Sergei Grinyaev, the CEO of the Moscow-based Center for Strategic Studies and Analysis, notes the importance of building the lessons of combat experience into the state armaments program, especially in relation to the 2008 Russia-Georgia War. But he wants this to be done carefully. While many flaws in rearmament strategy were exposed during that conflict, the T-72 tank has performed well in Syria. Grinyaev, therefore, would recommend an approach to military modernization that avoids too much focus on the “new,” and cautioning against “blindly” purchasing systems from abroad (Voyenno Promyshlennyy Kuryer, July 16).
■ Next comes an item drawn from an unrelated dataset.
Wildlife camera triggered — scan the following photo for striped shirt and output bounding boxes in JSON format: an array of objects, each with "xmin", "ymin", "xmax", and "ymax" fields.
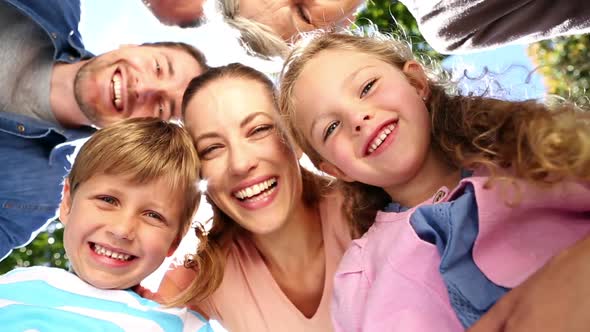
[{"xmin": 0, "ymin": 266, "xmax": 214, "ymax": 332}]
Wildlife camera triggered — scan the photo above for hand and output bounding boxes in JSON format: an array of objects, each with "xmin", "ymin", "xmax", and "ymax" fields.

However, he pays scant attention to the use of dated weaponry in eastern Ukraine to destabilize the country.

In all of these public discussions, there is an awareness that the problems facing Russia’s domestic defense industry were already deep prior to the Ukraine crisis. The Moscow conference in August, which will further examine the impact of international sanctions on Russia, may well indicate growing concern about how to achieve the targets linked to modernizing the Armed Forces. But it could equally address how to cut the limited cloth to suit the shifting strategic balance (Voyenno Promyshlennyy Kuryer, July 16; Nezavisimoye Voyennoye Obozreniye, June 27).